Liberating Dependent Subqueries
Ever wonder why MySQL takes a really long time to execute a query containing a dependent subquery, even when the subquery is obviously not really "dependent" on the outer query? I wrote a stored procedure "constify" to help you out with this problem. But first, let me explain.
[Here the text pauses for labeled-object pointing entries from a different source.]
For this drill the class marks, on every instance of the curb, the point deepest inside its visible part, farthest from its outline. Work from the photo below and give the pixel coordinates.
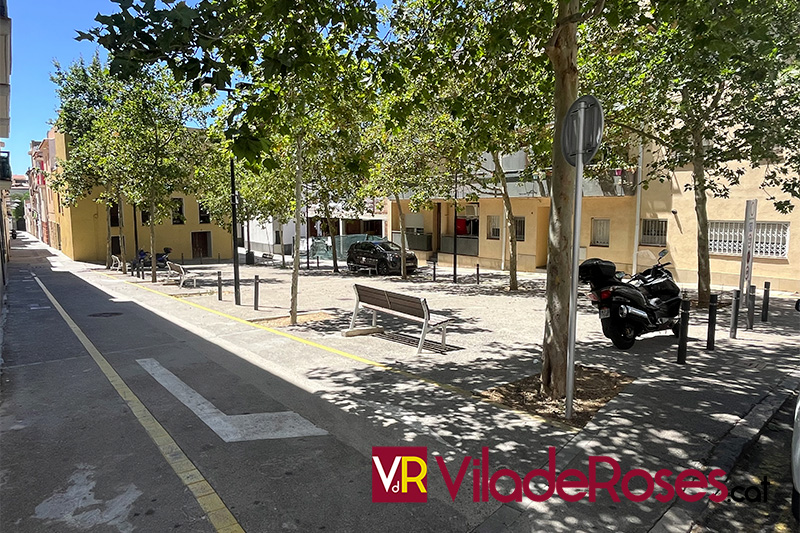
(682, 516)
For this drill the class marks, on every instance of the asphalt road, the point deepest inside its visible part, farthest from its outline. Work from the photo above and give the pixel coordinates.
(85, 450)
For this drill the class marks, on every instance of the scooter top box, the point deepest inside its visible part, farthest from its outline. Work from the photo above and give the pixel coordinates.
(596, 269)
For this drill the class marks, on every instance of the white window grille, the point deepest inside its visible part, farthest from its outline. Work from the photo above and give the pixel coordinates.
(727, 238)
(654, 232)
(601, 231)
(519, 223)
(493, 227)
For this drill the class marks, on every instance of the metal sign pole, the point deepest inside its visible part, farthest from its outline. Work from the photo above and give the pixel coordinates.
(576, 248)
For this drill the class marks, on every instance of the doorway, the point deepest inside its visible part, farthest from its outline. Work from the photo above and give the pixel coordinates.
(201, 244)
(542, 232)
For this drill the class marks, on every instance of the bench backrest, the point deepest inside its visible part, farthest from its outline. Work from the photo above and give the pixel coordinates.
(400, 303)
(175, 267)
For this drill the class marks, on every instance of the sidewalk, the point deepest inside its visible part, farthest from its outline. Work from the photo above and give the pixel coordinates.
(699, 415)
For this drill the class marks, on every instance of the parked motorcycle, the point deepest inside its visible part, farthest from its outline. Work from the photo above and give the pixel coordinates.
(649, 301)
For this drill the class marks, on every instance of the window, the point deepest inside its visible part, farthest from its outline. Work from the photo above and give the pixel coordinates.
(654, 232)
(519, 224)
(727, 238)
(493, 227)
(205, 216)
(601, 231)
(177, 211)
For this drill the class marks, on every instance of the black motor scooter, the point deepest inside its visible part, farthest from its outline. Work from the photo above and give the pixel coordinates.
(649, 301)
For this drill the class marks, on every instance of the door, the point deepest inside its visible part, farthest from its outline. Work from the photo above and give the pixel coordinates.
(201, 244)
(542, 228)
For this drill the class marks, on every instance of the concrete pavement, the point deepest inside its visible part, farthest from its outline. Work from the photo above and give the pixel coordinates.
(373, 391)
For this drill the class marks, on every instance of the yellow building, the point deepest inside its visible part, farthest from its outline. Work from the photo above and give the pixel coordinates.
(81, 231)
(610, 229)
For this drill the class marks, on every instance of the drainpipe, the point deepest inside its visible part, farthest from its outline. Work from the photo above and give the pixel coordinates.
(640, 172)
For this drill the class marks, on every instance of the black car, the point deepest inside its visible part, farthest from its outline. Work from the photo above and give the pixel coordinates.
(383, 256)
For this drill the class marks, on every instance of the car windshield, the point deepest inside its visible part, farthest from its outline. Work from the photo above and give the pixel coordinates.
(387, 246)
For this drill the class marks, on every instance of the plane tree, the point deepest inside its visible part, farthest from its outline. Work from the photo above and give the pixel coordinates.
(88, 98)
(714, 86)
(291, 55)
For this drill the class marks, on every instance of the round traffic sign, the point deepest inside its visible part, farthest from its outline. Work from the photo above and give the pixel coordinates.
(592, 130)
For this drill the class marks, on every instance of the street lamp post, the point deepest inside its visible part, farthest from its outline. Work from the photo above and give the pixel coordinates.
(237, 295)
I have an n-to-n mapping of books to tags.
Here are the books:
mysql> describe books;
+---------+-------------+------+-----+---------+----------------+
| Field | Type | Null | Key | Default | Extra |
+---------+-------------+------+-----+---------+----------------+
| book_id | int(11) | NO | PRI | NULL | auto_increment |
| title | varchar(50) | NO | | | |
| author | varchar(50) | NO | | | |
+---------+-------------+------+-----+---------+----------------+
Here are the tags:
mysql> describe tags;
+----------+-------------+------+-----+---------+----------------+
| Field | Type | Null | Key | Default | Extra |
+----------+-------------+------+-----+---------+----------------+
| tag_id | int(11) | NO | PRI | NULL | auto_increment |
| tag_text | varchar(40) | NO | UNI | | |
+----------+-------------+------+-----+---------+----------------+
And here are the mappings:
mysql> describe book_tags;
+---------+---------+------+-----+---------+-------+
| Field | Type | Null | Key | Default | Extra |
+---------+---------+------+-----+---------+-------+
| book_id | int(11) | NO | | | |
| tag_id | int(11) | NO | | | |
+---------+---------+------+-----+---------+-------+
Some of my users have been abusing the system and adding tags that are forbidden by my user agreement (obscene language, that sort of thing). In order not to run afoul of local laws, I need to remove all the book-to-tag mappings for prohibited tags - otherwise these tags will be shown on my website.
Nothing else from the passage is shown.